After you run the tritonserver
command, wait until your terminal shows messages like the following example:
I0414 18:29:50.741833 4067 grpc_server.cc:4421] Started GRPCInferenceService at 0.0.0.0:8001
I0414 18:29:50.742197 4067 http_server.cc:3113] Started HTTPService at 0.0.0.0:8000
I0414 18:29:50.783470 4067 http_server.cc:178] Started Metrics Service at 0.0.0.0:8002
Let us now package our data for inference. We will send 5 rows of data, which corresponds to a single customer journey (session) through the online store.

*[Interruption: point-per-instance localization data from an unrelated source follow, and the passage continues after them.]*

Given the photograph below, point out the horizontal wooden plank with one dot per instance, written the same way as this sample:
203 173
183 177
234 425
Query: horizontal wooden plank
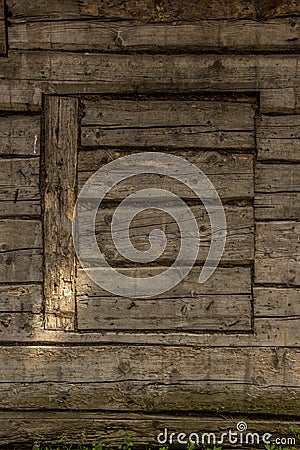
21 298
277 206
239 240
27 74
9 208
112 428
20 234
20 173
211 115
231 174
269 332
277 253
209 312
271 302
265 367
233 280
277 178
13 325
21 266
278 138
144 10
3 44
19 187
168 123
205 35
20 135
132 396
280 101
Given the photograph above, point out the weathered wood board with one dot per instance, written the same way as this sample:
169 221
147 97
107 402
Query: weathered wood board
277 253
59 164
3 39
239 247
278 138
231 174
116 36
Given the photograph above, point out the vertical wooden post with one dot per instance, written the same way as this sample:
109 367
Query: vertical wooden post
3 43
60 167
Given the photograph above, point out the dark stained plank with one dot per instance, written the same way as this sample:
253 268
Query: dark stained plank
231 174
239 240
145 10
277 206
59 426
19 187
226 281
211 115
278 253
20 135
3 44
271 302
280 101
168 123
21 266
205 35
170 364
209 312
278 138
21 298
74 73
272 178
20 234
14 325
59 180
269 332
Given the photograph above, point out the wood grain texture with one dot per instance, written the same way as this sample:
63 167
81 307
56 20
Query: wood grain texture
58 426
231 174
168 124
19 135
216 313
239 240
20 234
165 11
276 178
134 36
3 43
269 332
277 206
19 187
158 364
277 253
21 298
27 74
232 280
21 266
60 163
278 138
271 302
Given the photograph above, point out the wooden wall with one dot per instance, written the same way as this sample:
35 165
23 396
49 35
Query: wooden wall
110 384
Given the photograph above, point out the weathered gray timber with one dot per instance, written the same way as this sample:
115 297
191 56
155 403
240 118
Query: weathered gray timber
61 136
216 83
208 35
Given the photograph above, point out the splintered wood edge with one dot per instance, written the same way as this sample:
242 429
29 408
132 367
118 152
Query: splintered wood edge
59 181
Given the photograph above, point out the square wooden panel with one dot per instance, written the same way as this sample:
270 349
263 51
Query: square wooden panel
217 135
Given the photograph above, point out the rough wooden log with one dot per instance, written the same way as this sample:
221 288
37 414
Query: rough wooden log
60 163
277 253
278 138
133 36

The data will be first processed by the NVTabular
workflow and subsequentally passed to our transformer model for predicting.

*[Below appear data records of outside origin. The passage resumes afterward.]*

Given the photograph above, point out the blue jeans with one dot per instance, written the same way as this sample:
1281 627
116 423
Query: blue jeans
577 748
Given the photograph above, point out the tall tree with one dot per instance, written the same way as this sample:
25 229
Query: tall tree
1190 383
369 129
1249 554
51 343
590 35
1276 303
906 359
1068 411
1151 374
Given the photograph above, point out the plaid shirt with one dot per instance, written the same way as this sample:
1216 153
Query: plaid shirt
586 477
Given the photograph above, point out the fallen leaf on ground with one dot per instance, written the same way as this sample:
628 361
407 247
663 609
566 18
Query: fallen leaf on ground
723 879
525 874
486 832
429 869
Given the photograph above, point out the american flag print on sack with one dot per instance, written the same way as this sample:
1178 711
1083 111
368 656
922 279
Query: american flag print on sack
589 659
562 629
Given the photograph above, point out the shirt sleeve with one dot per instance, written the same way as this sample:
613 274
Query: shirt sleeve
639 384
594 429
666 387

# obtaining five rows of data
df = train.head(5)
# making sure all the rows correspond to the same online session (have the same `session_id_hash`)
df['session_id_hash'] = df['session_id_hash'].iloc[0]
Let us now send the data to the Triton Inference Server for inference.
from merlin.systems.triton import convert_df_to_triton_input
import tritonclient.grpc as grpcclient
inputs = convert_df_to_triton_input(wf.input_schema, df)
with grpcclient.InferenceServerClient("localhost:8001") as client:
response = client.infer('executor_model', inputs)
Let’s parse the response.
predictions = response.as_numpy("hashed_url_list/categorical_output")
predictions
array([[-2.2332087 , -2.1218574 , -2.390479 , ..., -0.7735352 ,
0.1954267 , -0.34523243]], dtype=float32)
The response contains logits predicting the id of the url the customer is most likely to arrive at as next step of their journey through the online store.
Here is the predicted hashed url id:
predicted_hashed_url_id = predictions.argmax()
predicted_hashed_url_id
34
Summary#
We have trained a transformer model for the next item prediction task using language model masking.
For another session-based example that goes deeper into data preprocessing and that covers several advanced techniques (Weight Tying, Temperature Scaling) please see Session-Based Next Item Prediction for Fashion E-Commerce.